SAO PAULO – Sucden Ltd., a global sugar-trading company based in the U.K., says sugar prices are expected to rise 10% worldwide as Brazil, the world's largest producer, reduces its exports to focus on producing alcohol-based fuel from sugarcane.

Some 22%, or 328,374, of the vehicles sold in Brazil in 2004, are flexible-fuel capable, which includes a combination of gasoline and alcohol, or gasoline, alcohol and natural gas.

GM Celta now offers flex-fuel model.

Because Brazil's flexible-fuel cars are selling better than vehicles using traditional gasoline engines, future sugar contracts are expected to reach $330 a ton.
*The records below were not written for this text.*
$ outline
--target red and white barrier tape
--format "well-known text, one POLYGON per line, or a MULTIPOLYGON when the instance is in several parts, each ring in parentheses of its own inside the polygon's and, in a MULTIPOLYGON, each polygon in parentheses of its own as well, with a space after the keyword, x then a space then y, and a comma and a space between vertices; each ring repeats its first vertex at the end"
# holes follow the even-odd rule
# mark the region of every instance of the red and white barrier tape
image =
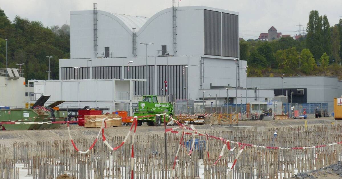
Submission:
POLYGON ((117 147, 113 147, 111 146, 110 146, 110 145, 108 143, 108 142, 107 141, 107 139, 106 138, 106 137, 104 135, 104 131, 103 131, 102 140, 103 142, 105 143, 105 144, 108 147, 108 148, 109 148, 109 149, 113 151, 116 150, 120 147, 121 147, 123 145, 123 144, 124 144, 125 142, 126 142, 126 141, 127 140, 127 139, 128 138, 128 137, 129 136, 130 134, 131 134, 131 132, 132 131, 132 129, 133 129, 133 126, 134 126, 134 133, 133 134, 133 136, 135 136, 135 131, 136 130, 137 123, 137 118, 136 116, 134 117, 134 121, 133 121, 133 124, 131 126, 131 128, 130 129, 128 133, 127 133, 127 135, 126 135, 126 137, 125 137, 125 138, 123 139, 123 140, 121 143, 121 144, 120 144, 120 145, 119 145, 119 146, 117 147))
POLYGON ((235 160, 234 160, 234 162, 233 162, 233 165, 232 166, 232 168, 231 169, 233 169, 233 167, 234 167, 234 166, 235 165, 235 164, 236 163, 236 162, 237 161, 237 159, 240 156, 240 155, 241 154, 241 153, 242 153, 242 151, 244 150, 244 149, 245 148, 245 146, 242 145, 242 147, 241 147, 241 149, 239 150, 239 153, 238 153, 237 155, 236 155, 236 156, 235 157, 235 160))
POLYGON ((181 146, 182 145, 182 143, 183 141, 183 137, 184 137, 184 128, 183 127, 182 128, 183 130, 183 132, 182 132, 182 137, 181 138, 181 140, 179 141, 179 145, 178 146, 178 149, 177 150, 177 153, 176 153, 176 156, 174 157, 174 160, 173 161, 173 166, 172 167, 172 172, 171 173, 171 178, 172 178, 173 177, 173 176, 175 174, 175 171, 174 168, 176 166, 176 160, 177 160, 177 159, 178 156, 178 153, 179 153, 179 150, 181 149, 181 146))
POLYGON ((341 141, 337 143, 329 144, 326 145, 319 145, 319 146, 311 146, 311 147, 269 147, 269 146, 259 146, 258 145, 255 145, 253 144, 246 144, 241 142, 233 141, 232 140, 226 140, 220 137, 215 137, 214 136, 212 136, 210 135, 209 135, 206 134, 199 132, 197 130, 194 130, 190 128, 187 127, 185 125, 180 123, 179 122, 178 122, 178 121, 177 121, 175 119, 173 119, 172 116, 169 116, 168 115, 167 115, 167 114, 163 114, 163 115, 166 115, 167 116, 168 116, 169 118, 169 119, 171 119, 171 120, 173 120, 175 123, 176 123, 177 124, 179 125, 180 126, 179 127, 178 127, 177 128, 172 128, 172 129, 167 129, 166 130, 166 132, 171 131, 172 133, 179 133, 179 132, 178 132, 178 131, 173 131, 173 129, 177 129, 178 128, 180 128, 181 127, 184 127, 186 129, 188 129, 190 131, 193 131, 195 132, 196 133, 196 134, 195 134, 194 133, 184 132, 184 134, 185 134, 192 135, 204 135, 207 136, 209 137, 210 137, 211 138, 224 141, 225 143, 227 143, 227 142, 228 142, 230 143, 240 145, 242 145, 248 147, 257 147, 260 148, 264 148, 267 149, 281 149, 284 150, 303 150, 303 149, 313 149, 314 148, 320 148, 321 147, 324 147, 328 146, 331 146, 334 145, 337 145, 337 144, 342 144, 342 141, 341 141))
POLYGON ((81 151, 77 148, 77 147, 76 146, 76 145, 75 144, 75 143, 74 142, 74 140, 73 140, 73 138, 71 137, 71 134, 70 134, 70 128, 69 127, 69 123, 68 123, 68 133, 69 134, 69 137, 70 138, 70 141, 71 141, 71 144, 73 144, 73 146, 74 146, 74 148, 75 148, 75 150, 76 151, 78 152, 79 153, 83 154, 86 154, 89 151, 90 151, 94 147, 94 146, 95 146, 95 144, 96 144, 96 142, 97 141, 97 139, 98 139, 98 137, 100 136, 100 134, 101 133, 101 132, 102 131, 102 129, 103 129, 104 124, 104 123, 105 120, 106 119, 106 118, 104 118, 102 119, 102 125, 101 126, 101 128, 100 129, 100 131, 98 132, 98 133, 97 134, 97 136, 95 138, 95 140, 94 140, 94 142, 93 143, 93 144, 92 144, 91 146, 89 147, 89 149, 88 149, 85 152, 83 152, 81 151))

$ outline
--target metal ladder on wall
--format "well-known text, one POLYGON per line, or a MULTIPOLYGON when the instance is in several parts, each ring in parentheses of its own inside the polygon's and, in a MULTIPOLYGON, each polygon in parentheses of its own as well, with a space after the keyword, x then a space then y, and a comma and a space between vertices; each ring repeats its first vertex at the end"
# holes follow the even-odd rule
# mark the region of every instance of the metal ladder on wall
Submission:
POLYGON ((133 28, 132 29, 133 32, 132 34, 132 54, 134 57, 136 57, 136 28, 133 28))
POLYGON ((254 101, 260 101, 260 92, 259 91, 259 88, 256 87, 253 88, 254 88, 254 101))
POLYGON ((177 50, 176 50, 176 44, 177 44, 177 41, 176 39, 176 38, 177 36, 177 31, 176 31, 176 27, 177 27, 177 24, 176 23, 176 21, 177 19, 177 16, 176 16, 176 12, 177 11, 177 3, 178 2, 178 0, 172 0, 172 12, 173 12, 173 15, 172 15, 172 17, 173 18, 173 21, 172 22, 172 30, 173 34, 173 56, 176 56, 176 54, 177 53, 177 50))
POLYGON ((94 55, 97 58, 97 3, 94 3, 94 55))
POLYGON ((202 89, 202 84, 204 83, 204 59, 200 57, 199 59, 199 86, 202 89))
POLYGON ((241 64, 242 62, 241 60, 239 60, 238 62, 238 63, 237 66, 237 86, 240 87, 242 84, 242 66, 241 64))

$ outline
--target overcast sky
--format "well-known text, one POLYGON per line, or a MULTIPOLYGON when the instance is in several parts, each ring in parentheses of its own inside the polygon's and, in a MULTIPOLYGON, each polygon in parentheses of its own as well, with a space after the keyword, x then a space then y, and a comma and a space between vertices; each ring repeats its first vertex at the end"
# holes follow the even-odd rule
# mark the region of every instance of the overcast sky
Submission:
MULTIPOLYGON (((341 0, 181 0, 180 6, 204 5, 240 13, 240 36, 257 39, 274 26, 283 34, 298 34, 299 24, 306 25, 309 13, 317 10, 326 14, 330 26, 342 16, 341 0)), ((171 0, 1 0, 0 8, 10 20, 16 15, 46 26, 70 24, 70 11, 98 9, 112 13, 150 17, 172 6, 171 0)), ((306 29, 306 26, 302 26, 306 29)))

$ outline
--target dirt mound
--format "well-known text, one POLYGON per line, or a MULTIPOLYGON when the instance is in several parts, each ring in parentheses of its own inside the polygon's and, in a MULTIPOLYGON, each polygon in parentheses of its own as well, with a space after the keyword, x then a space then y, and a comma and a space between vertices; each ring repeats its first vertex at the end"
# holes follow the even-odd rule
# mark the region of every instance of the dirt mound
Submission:
POLYGON ((298 173, 291 178, 322 178, 335 179, 342 178, 342 162, 333 164, 319 170, 311 170, 303 173, 298 173))
POLYGON ((75 179, 75 178, 70 177, 66 174, 64 174, 57 176, 57 179, 75 179))

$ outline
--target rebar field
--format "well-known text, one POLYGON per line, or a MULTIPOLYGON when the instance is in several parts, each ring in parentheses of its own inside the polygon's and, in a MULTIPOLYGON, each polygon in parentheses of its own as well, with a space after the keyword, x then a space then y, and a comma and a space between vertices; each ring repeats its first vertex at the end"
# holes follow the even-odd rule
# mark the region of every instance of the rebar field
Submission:
MULTIPOLYGON (((225 144, 205 136, 184 135, 175 160, 182 136, 179 129, 179 133, 168 134, 166 153, 163 135, 159 134, 135 136, 134 144, 131 136, 114 151, 104 143, 97 142, 86 154, 75 150, 69 140, 15 143, 13 146, 0 146, 0 178, 56 179, 65 173, 81 179, 128 179, 132 175, 133 178, 170 178, 175 161, 173 178, 282 179, 341 160, 341 127, 286 127, 261 131, 251 129, 207 133, 250 145, 225 144), (195 140, 190 152, 194 136, 195 140), (329 144, 332 145, 327 145, 329 144), (131 159, 132 144, 134 160, 131 159), (229 145, 227 148, 230 150, 224 150, 220 157, 225 144, 229 145), (315 147, 302 148, 311 146, 315 147), (236 158, 236 164, 231 168, 236 158)), ((116 146, 124 138, 108 136, 107 140, 111 146, 116 146)), ((83 139, 74 141, 83 151, 93 141, 83 139)))

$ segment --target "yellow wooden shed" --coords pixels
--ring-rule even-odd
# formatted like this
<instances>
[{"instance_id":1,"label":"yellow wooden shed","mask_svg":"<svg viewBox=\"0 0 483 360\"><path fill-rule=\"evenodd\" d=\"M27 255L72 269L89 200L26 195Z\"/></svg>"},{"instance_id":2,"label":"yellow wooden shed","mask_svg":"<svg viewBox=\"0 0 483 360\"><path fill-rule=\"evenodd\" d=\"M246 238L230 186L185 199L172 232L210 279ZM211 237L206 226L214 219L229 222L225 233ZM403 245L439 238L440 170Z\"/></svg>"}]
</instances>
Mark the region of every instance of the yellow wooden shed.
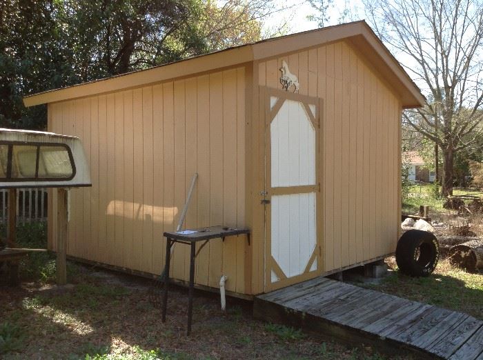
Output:
<instances>
[{"instance_id":1,"label":"yellow wooden shed","mask_svg":"<svg viewBox=\"0 0 483 360\"><path fill-rule=\"evenodd\" d=\"M175 229L197 172L186 227L251 235L210 241L195 283L218 288L226 275L241 297L394 252L401 112L424 101L364 21L24 98L47 103L48 130L86 148L92 187L72 191L69 255L159 274L163 232ZM180 281L188 251L174 250Z\"/></svg>"}]
</instances>

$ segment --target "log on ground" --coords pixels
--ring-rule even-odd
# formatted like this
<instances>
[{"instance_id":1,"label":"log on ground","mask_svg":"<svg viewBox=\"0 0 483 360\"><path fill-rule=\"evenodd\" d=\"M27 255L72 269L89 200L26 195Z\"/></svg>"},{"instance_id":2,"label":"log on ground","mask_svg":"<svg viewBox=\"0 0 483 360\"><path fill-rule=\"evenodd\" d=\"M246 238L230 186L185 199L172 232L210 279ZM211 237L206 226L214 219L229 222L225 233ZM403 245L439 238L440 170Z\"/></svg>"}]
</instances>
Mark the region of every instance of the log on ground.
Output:
<instances>
[{"instance_id":1,"label":"log on ground","mask_svg":"<svg viewBox=\"0 0 483 360\"><path fill-rule=\"evenodd\" d=\"M476 272L483 268L483 240L471 240L456 245L449 250L451 263L471 272Z\"/></svg>"}]
</instances>

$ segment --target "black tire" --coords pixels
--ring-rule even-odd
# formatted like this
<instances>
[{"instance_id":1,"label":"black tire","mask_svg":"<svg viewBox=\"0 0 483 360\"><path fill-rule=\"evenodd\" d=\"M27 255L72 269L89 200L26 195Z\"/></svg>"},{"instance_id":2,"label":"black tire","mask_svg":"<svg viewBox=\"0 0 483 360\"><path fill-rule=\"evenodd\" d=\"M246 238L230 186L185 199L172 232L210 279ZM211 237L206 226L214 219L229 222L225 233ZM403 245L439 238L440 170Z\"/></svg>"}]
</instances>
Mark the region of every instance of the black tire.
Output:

One reason flex-fuel cars are popular in Brazil is due to a 45% hike in the price of domestic gasoline in the last year. Nearly half of the domestic vehicles sold in May were equipped with bi-fuel capability.

Traditional gasoline models grabbed 43% of the market, diesel vehicles registered 5% and vehicles capable of running on alcohol alone represented 2%, the National Association of Vehicle Manufacturers (Anfavea) reported. (See related story: Brazil's Flex-Fuel Sales Thrive in May)

Industry analysts here say Brazil's exports of alcohol fuel are expected to drop to 528 million gallons (2 billion L) this year, compared with 660 million gallons (2.5 billion L) last year, owing to increased domestic demand for flex-fuel cars.